Oh yes, fall has kicked off with the Autumnal Equinox on Sept 22.

Fall means turning leaves, cooler nighttime air, sweaters, boots and brown leather (or faux leather). I’m not getting much of any of that here in SoCal, as we keep experiencing more 80-100 degree days (depending upon where you are). People are still at the beach, and it looks as though it won’t be any different next weekend!

One thing I can count on in fall is: pumpkin. Pumpkin lattes, pumpkin spice, pumpkin the pumpkin….

Pumpkin Patch, Moorpark, 2011

As you know, I am annoyed/fearful/bored with going to grocery stores and making food for just myself. So this weekend I tried to put together something from my cupboard/fridge that I already had. Hmmm… Gluten-free corn noodles, garlic, onion, and a can of pumpkin? Off to the Internet I went, searching for a way to create a masterpiece. What I found, was a Penne with Creamy Pumpkin Sauce recipe from Martha Stewart.


Martha’s Version
Canned pumpkin puree isn’t only good for pie; here, it becomes a creamy sauce for penne, topped with deliciously crunchy fried rosemary. Everyday Food, November Winter 2007

  • Prep Time 10 minutes
  • Total Time 30 minutes
  • Yield Serves 4


  • 12 ounces penne rigate (ridged), or other short pasta (I used long pasta- that’s all I had!)
  • Coarse salt
  • 2 tablespoons olive oil
  • 1 tablespoon fresh rosemary (from my yard)
  • 1 can (15 ounces) pure pumpkin puree
  • 1 garlic clove, minced
  • 1/2 cup half-and-half (used regular milk)
  • 1/3 cup grated Parmesan (didn’t have)
  • 1 tablespoon white-wine vinegar
  • 1/4 teaspoon red-pepper flakes, plus more for garnish (optional)
Gluten Free Corn Pasta


  1. Cook pasta in a large pot of boiling salted water until al dente. Reserve 2 cups pasta water; drain pasta and set aside.
  2. In pasta pot, heat oil over medium. Add rosemary and fry, stirring, until starting to brown, 1 to 2 minutes. Using a slotted spoon, transfer rosemary to a paper towel, leaving oil in pot.
  3. Carefully (oil is hot and will spatter) add pumpkin puree, garlic, half-and-half, Parmesan, vinegar, red-pepper flakes, and 1 cup reserved pasta water to pot. Stir sauce until heated through, 2 to 3 minutes.
  4. Add pasta to sauce, and toss to coat. If sauce is too thick, add some reserved pasta water. Season generously with salt. Serve pasta sprinkled with fried rosemary and, if desired, more red-pepper flakes.
My version

Cook’s Note

Frying rosemary in olive oil not only turns the herb into a crispy garnish — it also infuses the oil to create a tasty base for the pumpkin sauce.

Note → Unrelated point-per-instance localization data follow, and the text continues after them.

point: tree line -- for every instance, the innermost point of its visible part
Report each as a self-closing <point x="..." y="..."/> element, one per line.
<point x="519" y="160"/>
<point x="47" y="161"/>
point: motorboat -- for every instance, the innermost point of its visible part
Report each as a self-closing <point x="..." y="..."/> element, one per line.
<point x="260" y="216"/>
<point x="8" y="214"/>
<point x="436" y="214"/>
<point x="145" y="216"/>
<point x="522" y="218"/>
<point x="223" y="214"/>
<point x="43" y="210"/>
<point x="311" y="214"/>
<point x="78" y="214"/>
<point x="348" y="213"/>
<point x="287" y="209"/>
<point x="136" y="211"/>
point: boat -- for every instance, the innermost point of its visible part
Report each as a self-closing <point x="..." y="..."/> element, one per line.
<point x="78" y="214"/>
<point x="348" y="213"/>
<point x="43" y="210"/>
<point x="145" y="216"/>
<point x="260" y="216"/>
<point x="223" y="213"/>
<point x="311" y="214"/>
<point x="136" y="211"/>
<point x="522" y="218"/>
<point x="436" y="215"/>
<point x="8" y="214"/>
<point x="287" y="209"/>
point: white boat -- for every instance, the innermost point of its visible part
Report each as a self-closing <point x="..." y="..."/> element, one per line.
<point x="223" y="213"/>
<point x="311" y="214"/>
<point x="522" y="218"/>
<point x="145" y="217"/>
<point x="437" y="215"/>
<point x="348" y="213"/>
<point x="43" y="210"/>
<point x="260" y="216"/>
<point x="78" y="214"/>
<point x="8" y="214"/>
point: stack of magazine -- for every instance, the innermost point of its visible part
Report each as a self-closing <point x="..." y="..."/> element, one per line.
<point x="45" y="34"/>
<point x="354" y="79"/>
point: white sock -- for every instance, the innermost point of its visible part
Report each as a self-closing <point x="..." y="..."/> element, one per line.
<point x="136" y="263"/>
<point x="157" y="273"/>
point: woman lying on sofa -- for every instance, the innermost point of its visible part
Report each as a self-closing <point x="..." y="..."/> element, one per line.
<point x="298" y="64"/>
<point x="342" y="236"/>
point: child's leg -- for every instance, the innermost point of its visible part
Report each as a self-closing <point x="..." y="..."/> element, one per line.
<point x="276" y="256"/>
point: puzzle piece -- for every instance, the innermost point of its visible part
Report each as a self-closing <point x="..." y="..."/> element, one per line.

I made a little too much of the sauce, so I saved it for a soup the next day, which wasn’t half bad.

Soup By-Product

Overall, the recipe sounded like it would be good (and granted, I didn’t have all the ingredients), but it was actually- pretty bland! Even with the addition of red pepper flakes and salt and pepper, it was missing something. I’m guessing the fat from the cream and the salt from the parmesan would have probably helped. If anyone has ideas on how to pump up this recipe, I would be interested in trying it out!